The BBWAA announced that three first-year Hall of Fame candidates — Greg Maddux (97.2 percent), Frank Thomas (91.9 percent), and Tom Glavine (83.7 percent) — had crossed the 75 percent threshold for entry into Cooperstown. Craig Biggio (74.8 percent) missed getting in by two votes out of 571 ballots cast. One day later, ESPN’s Dan LeBatard announced that he had let Deadspin readers help determine his ballot; the BBWAA wasted no time in permanently revoking his Hall voting privileges.
A 60 Minutes hit piece on A-Rod, attempting to portray PED peddler Anthony Bosch in a favorable light, said way more about the show than the segment’s target, according to Posnanski. Bud Selig insisted that he was stepping down as commissioner following the 2014 season and after he gets honored with the “Bud Selig Leadership Award.” (Sports Illustrated’s Joe Sheehan wryly wondered if the trophy was a “bronzed strip of 1994 World Series tickets.”) Former Yankees infielder and Padres broadcaster Jerry Coleman died. Michael Young and Lance Berkman said they had played their last games.

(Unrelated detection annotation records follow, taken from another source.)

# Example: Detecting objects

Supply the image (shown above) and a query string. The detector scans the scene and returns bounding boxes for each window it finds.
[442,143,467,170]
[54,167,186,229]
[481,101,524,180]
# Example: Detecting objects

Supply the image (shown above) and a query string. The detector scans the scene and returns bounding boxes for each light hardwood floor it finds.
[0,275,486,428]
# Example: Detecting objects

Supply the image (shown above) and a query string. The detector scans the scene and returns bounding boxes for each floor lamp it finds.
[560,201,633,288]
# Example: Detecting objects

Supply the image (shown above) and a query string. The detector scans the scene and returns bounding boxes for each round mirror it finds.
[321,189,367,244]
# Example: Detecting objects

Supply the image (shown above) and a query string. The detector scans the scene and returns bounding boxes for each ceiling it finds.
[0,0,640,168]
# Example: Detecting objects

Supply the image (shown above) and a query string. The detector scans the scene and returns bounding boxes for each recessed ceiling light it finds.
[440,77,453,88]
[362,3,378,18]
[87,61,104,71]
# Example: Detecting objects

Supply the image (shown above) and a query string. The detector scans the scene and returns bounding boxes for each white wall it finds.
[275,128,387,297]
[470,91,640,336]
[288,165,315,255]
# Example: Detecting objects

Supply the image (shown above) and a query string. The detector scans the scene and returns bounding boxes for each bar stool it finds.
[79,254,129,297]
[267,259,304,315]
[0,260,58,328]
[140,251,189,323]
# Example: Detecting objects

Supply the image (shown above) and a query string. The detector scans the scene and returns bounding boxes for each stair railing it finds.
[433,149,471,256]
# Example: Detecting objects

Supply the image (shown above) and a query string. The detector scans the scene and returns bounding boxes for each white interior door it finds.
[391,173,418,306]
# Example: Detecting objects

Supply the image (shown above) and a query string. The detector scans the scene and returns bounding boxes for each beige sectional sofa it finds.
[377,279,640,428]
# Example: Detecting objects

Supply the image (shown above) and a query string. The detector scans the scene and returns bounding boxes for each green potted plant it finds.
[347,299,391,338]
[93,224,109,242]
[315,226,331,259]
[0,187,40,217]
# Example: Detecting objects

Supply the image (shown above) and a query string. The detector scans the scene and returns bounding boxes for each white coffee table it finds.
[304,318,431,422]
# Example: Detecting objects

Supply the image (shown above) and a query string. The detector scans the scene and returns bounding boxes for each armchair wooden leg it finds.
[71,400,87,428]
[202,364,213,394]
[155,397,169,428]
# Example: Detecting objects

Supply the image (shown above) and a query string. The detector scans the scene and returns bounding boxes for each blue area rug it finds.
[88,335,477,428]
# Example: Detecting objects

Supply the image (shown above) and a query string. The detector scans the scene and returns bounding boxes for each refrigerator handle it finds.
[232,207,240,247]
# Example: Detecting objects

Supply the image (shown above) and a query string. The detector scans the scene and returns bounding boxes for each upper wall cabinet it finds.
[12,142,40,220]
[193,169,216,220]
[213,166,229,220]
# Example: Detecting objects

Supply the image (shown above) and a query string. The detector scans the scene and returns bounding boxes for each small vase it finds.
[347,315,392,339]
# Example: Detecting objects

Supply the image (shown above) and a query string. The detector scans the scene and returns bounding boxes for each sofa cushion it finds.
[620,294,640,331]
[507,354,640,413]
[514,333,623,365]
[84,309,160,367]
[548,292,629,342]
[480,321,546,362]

Clayton Kershaw signed a mega-extension with the Dodgers, making the southpaw ace, for the time being, anyway, the highest-paid player per average annual value, while former Cy Young Award winner Justin Verlander was so ticked off watching Seahawks cornerback Richard Sherman’s NFC Championship Game antics that he suggested someone doing that in baseball deserved a 100-mph pitch thrown at his ear. In return for a $155 million, seven-year contract (with a player opt-out after year four), this year’s Japanese phenom, Masahiro Tanaka, elected to pitch for the Yankees.